TREATMENT OF SARCOMA WITH THE MIXED TOXINS OF ERYSIPELAS AND BACILLUS PRODIGIOSUS.
BY A. WORRALL PALMER, M. D., NEW YORK.
The numerous modes of treating sarcoma or any other variety of cancer, and the constant experimentation on the part of the profession with new methods, only go to show how inadequate is our ability to meet this intractable disease.
These neoplasms are not so rare, as there are ninety-nine authentically recorded cases, situated within the restricted domain of the naso-pharynx and pharynx.
For these reasons, and because I have been able to find only one case of sarcoma treated with Coley’s fluid reported in our homeopathic literature, do I take the liberty of occupying your time with the résumé of my investigations into the subject and my meager practical experience.
Although surgery is, at present, the best method to meet this condition, personally I believe that more investigation into or trials of the remedial treatment should be made, because cancer is a constitutional disease, and it so very frequently recurs after removal with the knife.
Apropos to this, C. Mansell Moullin says in the Boston Medical Journal: “There is at least as much hope after an internal remedy that causes disappearance by atrophy or fatty degeneration as from the most extensive removal by operation. On a priori grounds there may be even more.”
Among the numerous drugs or substances which have been experimented with are the interstitial injection of alcohol 40 per cent., by Haase; the injection of Pure Yeast Ferment, by De Bracher; subcutaneous use of 50 per cent. solution of the fluid extract of chelidonium majus re-enforced by same drug per orem; the cataphoric diffusion of mercury from gold electrodes used by Massey; and lastly the mixed toxins of the streptococcus erysipelas and bacillus prodigiosus.
From my research the last is the only one that has attained any success or wide reputation and not been relegated to the usual oblivion of other medical fads. The reason for this I consider to be because Dr. Coley has not only been persevering, but scientific, unbiased, and very cautious in its advocacy. At first he hoped and believed that in some form it would be beneficial in all forms of cancer; but he now only recommends it in sarcoma, and claims marked results only in the spindle-celled variety of this.

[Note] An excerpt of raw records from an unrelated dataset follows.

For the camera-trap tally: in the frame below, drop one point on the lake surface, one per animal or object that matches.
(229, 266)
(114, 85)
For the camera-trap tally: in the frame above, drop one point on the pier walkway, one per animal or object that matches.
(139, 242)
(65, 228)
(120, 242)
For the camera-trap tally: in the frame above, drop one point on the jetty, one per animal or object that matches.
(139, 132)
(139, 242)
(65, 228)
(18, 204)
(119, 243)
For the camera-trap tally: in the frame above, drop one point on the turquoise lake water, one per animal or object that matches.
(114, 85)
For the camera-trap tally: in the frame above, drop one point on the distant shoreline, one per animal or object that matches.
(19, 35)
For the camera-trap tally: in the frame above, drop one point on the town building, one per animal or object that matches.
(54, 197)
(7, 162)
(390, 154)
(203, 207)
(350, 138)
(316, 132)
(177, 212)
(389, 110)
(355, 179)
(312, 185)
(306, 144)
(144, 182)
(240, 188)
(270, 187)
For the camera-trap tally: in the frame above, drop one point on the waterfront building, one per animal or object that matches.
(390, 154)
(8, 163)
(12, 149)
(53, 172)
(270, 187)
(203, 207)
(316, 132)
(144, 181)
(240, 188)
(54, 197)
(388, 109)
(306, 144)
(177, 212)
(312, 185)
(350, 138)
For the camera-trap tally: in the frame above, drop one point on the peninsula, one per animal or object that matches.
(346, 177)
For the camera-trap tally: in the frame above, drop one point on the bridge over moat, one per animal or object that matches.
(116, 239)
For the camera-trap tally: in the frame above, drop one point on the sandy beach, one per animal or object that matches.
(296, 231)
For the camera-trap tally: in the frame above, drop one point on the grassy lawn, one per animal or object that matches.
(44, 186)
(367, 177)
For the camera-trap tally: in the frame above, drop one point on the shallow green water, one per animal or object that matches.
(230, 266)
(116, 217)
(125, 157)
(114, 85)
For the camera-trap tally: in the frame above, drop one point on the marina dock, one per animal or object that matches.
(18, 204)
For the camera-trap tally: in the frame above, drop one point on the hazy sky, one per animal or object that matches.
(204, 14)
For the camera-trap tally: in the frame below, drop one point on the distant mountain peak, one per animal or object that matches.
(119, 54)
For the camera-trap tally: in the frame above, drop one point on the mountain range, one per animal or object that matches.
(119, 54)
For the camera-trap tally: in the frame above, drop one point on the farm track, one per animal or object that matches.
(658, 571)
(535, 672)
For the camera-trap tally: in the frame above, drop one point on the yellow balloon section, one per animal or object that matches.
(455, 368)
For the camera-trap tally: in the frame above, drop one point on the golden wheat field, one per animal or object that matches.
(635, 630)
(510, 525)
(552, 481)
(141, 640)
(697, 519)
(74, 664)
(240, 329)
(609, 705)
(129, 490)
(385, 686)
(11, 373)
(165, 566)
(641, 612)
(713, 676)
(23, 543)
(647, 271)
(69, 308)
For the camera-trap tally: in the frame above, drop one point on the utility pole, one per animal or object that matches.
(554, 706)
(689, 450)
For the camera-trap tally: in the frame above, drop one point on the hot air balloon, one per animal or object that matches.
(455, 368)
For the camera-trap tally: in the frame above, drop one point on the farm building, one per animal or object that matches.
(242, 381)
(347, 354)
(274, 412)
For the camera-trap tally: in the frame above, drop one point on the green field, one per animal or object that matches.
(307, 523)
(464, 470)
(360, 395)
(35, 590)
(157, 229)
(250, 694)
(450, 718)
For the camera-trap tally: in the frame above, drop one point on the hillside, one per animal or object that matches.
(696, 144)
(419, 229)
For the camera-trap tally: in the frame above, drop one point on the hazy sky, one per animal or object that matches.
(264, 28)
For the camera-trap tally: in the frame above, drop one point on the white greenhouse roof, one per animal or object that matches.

As in many other cases, the discovery of the influence of erysipelas on sarcomatous growths was by investigation founded upon accidental occurrences, to wit: Busch reported a case of multiple sarcoma of the face cured by an attack of facial erysipelas; Durante, a sarcoma of the neck; Biedert, an enormous round-celled sarcoma, including the mouth, nose, and pharynx; Bruns, a melanotic sarcoma of the breast; Gerster and Bull, each a recurrent sarcoma of the neck; all cured or disappeared with no return, after an erysipelatous attack. This happy result does not always follow erysipelas, as cases of sarcoma relieved by erysipelas, and later recurring or progressing after the attack is over, are reported by Busch, Nelaton, Deleus, Richochon, Winslow, Powes, and Dowd.
On account of these accidental cures a few observers produced erysipelas artificially by infusion with the living culture, with success in many cases.
Then almost simultaneously Lassar of Berlin, Spronck of Utrecht, and Coley of New York, believing that the curative action of erysipelas lay in the toxin of the living culture, experimented and found that they could produce equally good results with toxin, thereby avoiding both the danger and discomfort of the patient passing through an attack of erysipelas.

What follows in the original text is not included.